一个大城市的水和土壤样品中结核分枝杆菌的鉴定和基因分型
Identification and Genotyping of Mycobacterium tuberculosis Isolated From Water and Soil Samples of a Metropolitan City
Ali Akbar Velayati, MD; Parissa Farnia, PhD; Mohadese Mozafari, MS; Donya Malekshahian, MS; Amir Masoud Farahbod, MD; Shima Seif, MS; Snaz Rahideh, MS; Mehdi Mirsaeidi, MD, MPH
BACKGROUND: The potential role of environmental Mycobacterium tuberculosis in the epidemiology of TB remains unknown. We investigated the transmission of M tuberculosis from humans to the environment and the possible transmission of M tuberculosis from the environment to humans.

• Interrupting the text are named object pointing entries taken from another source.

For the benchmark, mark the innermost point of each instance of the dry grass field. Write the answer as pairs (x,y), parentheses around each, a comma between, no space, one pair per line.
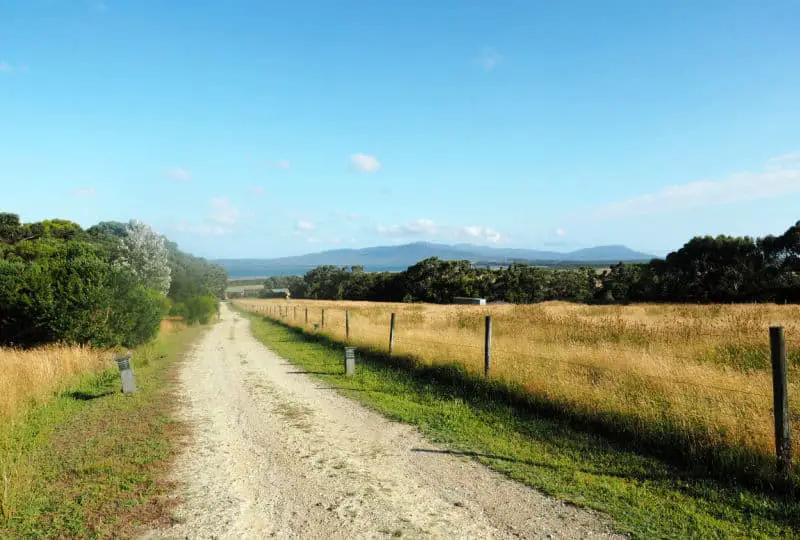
(701,373)
(30,376)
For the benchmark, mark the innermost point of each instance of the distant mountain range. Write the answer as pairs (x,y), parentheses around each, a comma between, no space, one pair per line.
(391,258)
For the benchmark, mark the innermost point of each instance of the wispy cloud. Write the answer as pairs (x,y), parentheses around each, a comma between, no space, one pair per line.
(179,174)
(365,163)
(223,213)
(210,230)
(488,59)
(781,175)
(221,218)
(305,230)
(484,234)
(304,226)
(349,216)
(428,228)
(418,227)
(84,192)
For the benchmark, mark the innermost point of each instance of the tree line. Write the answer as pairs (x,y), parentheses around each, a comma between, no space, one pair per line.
(108,285)
(705,270)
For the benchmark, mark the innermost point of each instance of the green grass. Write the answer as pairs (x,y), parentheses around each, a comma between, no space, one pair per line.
(90,462)
(646,496)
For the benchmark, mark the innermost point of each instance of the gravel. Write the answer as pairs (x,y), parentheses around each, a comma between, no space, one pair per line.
(275,453)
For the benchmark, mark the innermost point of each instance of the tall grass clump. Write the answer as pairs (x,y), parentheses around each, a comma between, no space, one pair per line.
(31,375)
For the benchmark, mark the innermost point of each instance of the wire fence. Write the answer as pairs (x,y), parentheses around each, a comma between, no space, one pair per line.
(750,416)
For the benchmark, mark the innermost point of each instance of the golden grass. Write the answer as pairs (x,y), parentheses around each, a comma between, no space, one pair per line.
(33,375)
(699,370)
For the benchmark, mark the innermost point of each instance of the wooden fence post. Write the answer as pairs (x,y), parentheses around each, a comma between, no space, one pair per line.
(780,395)
(391,334)
(487,347)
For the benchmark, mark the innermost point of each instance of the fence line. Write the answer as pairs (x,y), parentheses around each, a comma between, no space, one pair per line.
(777,346)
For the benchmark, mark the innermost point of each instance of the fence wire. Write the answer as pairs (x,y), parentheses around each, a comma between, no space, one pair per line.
(284,314)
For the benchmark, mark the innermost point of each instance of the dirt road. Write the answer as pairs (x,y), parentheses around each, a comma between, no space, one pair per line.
(276,454)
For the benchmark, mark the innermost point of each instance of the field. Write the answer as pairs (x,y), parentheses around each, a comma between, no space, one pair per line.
(695,380)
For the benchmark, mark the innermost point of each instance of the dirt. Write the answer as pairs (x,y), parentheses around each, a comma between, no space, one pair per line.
(276,453)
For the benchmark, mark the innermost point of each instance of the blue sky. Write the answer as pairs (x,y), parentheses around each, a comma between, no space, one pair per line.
(261,129)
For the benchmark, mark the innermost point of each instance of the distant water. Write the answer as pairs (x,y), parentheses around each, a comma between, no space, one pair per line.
(252,270)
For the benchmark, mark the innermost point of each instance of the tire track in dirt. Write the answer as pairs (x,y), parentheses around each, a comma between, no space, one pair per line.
(275,455)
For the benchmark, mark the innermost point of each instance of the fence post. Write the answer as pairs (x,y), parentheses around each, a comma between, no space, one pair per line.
(391,334)
(349,361)
(487,347)
(780,395)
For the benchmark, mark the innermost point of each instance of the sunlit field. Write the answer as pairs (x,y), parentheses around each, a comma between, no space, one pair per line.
(33,375)
(698,375)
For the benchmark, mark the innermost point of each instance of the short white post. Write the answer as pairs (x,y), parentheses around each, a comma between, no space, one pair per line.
(126,373)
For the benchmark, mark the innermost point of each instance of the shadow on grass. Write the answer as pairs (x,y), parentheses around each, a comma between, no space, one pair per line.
(667,453)
(532,463)
(86,396)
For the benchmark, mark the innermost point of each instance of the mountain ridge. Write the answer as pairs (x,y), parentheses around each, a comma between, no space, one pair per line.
(398,257)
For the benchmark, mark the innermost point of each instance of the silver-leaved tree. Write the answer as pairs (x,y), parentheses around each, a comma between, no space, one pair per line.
(144,253)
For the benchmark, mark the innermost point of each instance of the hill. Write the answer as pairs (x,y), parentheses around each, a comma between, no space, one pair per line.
(389,258)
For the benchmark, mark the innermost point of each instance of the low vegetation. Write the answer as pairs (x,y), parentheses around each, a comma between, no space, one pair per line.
(86,461)
(647,496)
(33,376)
(76,458)
(106,286)
(690,383)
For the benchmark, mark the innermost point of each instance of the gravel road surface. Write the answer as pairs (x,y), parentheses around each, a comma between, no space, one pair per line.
(275,453)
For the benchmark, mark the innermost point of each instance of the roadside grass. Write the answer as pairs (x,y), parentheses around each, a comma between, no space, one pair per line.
(90,462)
(646,496)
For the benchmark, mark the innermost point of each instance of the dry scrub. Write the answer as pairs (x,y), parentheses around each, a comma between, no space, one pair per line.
(700,373)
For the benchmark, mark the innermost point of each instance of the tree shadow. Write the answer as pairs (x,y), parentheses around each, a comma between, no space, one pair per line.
(85,396)
(623,447)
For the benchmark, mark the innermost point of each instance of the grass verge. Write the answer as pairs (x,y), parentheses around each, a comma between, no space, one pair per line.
(645,496)
(90,462)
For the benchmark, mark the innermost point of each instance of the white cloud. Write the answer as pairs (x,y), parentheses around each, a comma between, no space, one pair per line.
(223,213)
(417,227)
(488,59)
(781,175)
(179,174)
(210,230)
(424,227)
(84,192)
(305,229)
(305,226)
(365,163)
(349,216)
(485,234)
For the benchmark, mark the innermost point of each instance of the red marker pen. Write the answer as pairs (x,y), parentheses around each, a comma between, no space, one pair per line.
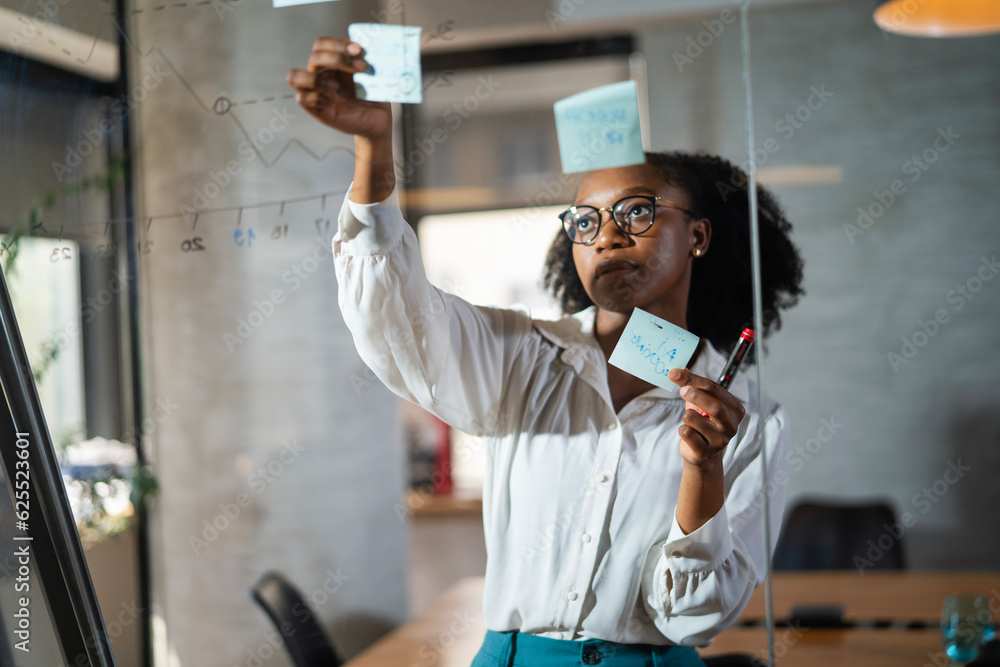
(735,359)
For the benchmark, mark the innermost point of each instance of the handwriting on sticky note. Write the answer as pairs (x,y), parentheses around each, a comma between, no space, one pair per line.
(393,51)
(599,128)
(651,346)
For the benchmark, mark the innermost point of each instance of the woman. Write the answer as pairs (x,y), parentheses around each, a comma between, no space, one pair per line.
(622,526)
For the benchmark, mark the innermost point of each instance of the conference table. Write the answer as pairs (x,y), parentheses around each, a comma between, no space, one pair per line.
(889,619)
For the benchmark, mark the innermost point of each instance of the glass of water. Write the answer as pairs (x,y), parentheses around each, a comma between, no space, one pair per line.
(964,621)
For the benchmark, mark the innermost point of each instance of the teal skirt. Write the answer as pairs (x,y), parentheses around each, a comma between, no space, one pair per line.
(517,649)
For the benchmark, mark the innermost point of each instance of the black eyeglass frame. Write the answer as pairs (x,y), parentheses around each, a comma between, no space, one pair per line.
(652,199)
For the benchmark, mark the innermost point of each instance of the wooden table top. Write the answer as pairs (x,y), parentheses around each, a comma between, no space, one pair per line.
(449,632)
(874,595)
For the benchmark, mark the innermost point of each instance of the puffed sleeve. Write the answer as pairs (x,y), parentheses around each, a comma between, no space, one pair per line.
(430,347)
(694,586)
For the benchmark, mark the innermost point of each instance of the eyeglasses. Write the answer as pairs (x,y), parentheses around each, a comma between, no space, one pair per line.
(633,215)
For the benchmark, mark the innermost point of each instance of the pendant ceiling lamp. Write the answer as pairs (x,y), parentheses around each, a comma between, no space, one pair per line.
(939,18)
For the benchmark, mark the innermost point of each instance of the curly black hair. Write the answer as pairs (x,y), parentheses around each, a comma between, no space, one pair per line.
(720,302)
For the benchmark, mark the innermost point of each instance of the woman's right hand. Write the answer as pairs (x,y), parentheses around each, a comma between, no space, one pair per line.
(326,90)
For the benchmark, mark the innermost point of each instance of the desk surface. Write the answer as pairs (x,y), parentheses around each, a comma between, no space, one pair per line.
(873,595)
(449,632)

METHODS: A total of 1,500 samples were collected from three counties of the Tehran, Iran metropolitan area from February 2012 to January 2014. A total of 700 water samples (47%) and 800 soil samples (53%) were collected. Spoligotyping and the mycobacterial interspersed repetitive units-variable number of tandem repeats typing method were performed on DNA extracted from single colonies. Genotypes of M tuberculosis strains isolated from the environment were compared with the genotypes obtained from 55 patients with confirmed pulmonary TB diagnosed during the study period in the same three counties.

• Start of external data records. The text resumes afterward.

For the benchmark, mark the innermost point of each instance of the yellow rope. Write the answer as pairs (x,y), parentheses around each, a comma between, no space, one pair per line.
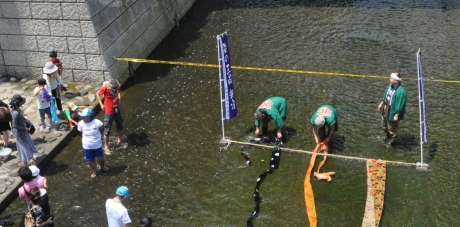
(321,154)
(140,60)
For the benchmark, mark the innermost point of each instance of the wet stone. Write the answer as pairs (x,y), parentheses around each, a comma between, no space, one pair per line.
(69,94)
(9,181)
(82,92)
(80,86)
(4,170)
(27,112)
(30,82)
(19,92)
(92,97)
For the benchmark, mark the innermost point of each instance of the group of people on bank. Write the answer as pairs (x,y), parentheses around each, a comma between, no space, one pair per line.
(48,97)
(324,120)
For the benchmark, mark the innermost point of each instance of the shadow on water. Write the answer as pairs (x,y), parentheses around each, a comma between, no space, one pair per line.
(140,139)
(433,150)
(337,144)
(407,142)
(54,168)
(6,220)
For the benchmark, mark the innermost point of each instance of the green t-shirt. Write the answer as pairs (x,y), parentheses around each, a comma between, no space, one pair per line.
(328,112)
(276,108)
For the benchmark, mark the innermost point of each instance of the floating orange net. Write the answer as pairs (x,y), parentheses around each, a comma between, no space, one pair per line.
(376,178)
(308,190)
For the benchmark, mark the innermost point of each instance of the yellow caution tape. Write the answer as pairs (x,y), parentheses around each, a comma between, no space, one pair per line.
(140,60)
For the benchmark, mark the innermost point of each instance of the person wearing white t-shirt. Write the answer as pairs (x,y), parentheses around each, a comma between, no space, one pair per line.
(91,130)
(117,214)
(43,102)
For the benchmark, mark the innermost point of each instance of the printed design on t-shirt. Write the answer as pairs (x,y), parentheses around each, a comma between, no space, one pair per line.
(325,112)
(266,105)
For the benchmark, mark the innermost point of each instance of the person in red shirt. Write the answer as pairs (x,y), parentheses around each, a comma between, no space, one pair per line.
(56,61)
(111,107)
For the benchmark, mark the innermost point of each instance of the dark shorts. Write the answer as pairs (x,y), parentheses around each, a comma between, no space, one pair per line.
(108,120)
(91,154)
(46,111)
(5,126)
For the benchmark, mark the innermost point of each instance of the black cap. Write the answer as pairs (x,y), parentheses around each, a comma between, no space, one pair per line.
(41,81)
(18,100)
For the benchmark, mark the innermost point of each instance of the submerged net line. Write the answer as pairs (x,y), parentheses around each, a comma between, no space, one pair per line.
(229,141)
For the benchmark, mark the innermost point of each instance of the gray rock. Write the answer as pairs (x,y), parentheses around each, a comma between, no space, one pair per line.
(80,86)
(69,94)
(30,82)
(10,181)
(92,97)
(13,86)
(2,188)
(82,92)
(14,171)
(27,112)
(4,170)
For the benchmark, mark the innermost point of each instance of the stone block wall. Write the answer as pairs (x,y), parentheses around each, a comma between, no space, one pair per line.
(86,34)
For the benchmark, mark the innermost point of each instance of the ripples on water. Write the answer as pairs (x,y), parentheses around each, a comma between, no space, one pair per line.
(182,177)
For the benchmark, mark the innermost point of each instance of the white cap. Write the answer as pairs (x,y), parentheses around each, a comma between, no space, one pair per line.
(35,170)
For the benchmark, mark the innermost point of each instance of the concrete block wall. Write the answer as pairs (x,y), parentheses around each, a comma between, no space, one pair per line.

RESULTS: M tuberculosis was isolated from 11 of 800 soil samples (1%) and 71 of 700 water samples (10%). T family (56 of 82, 68%) followed by Delhi/CAS (11 of 82, 13.4%) were the most frequent M tuberculosis superfamilies in both water and soil samples. Overall, 27.7% of isolates in clusters were related. No related typing patterns were detected between soil, water, and clinical isolates. The most frequent superfamily of M tuberculosis in clinical isolates was Delhi/CAS (142, 30.3%) followed by NEW-1 (127, 27%). The bacilli in contaminated soil (36%) and damp water (8.4%) remained reculturable in some samples up to 9 months.
CONCLUSIONS: Although the dominant M tuberculosis superfamilies in soil and water did not correspond to the dominant M tuberculosis family in patients, the presence of circulating genotypes of M tuberculosis in soil and water highlight the risk of transmission.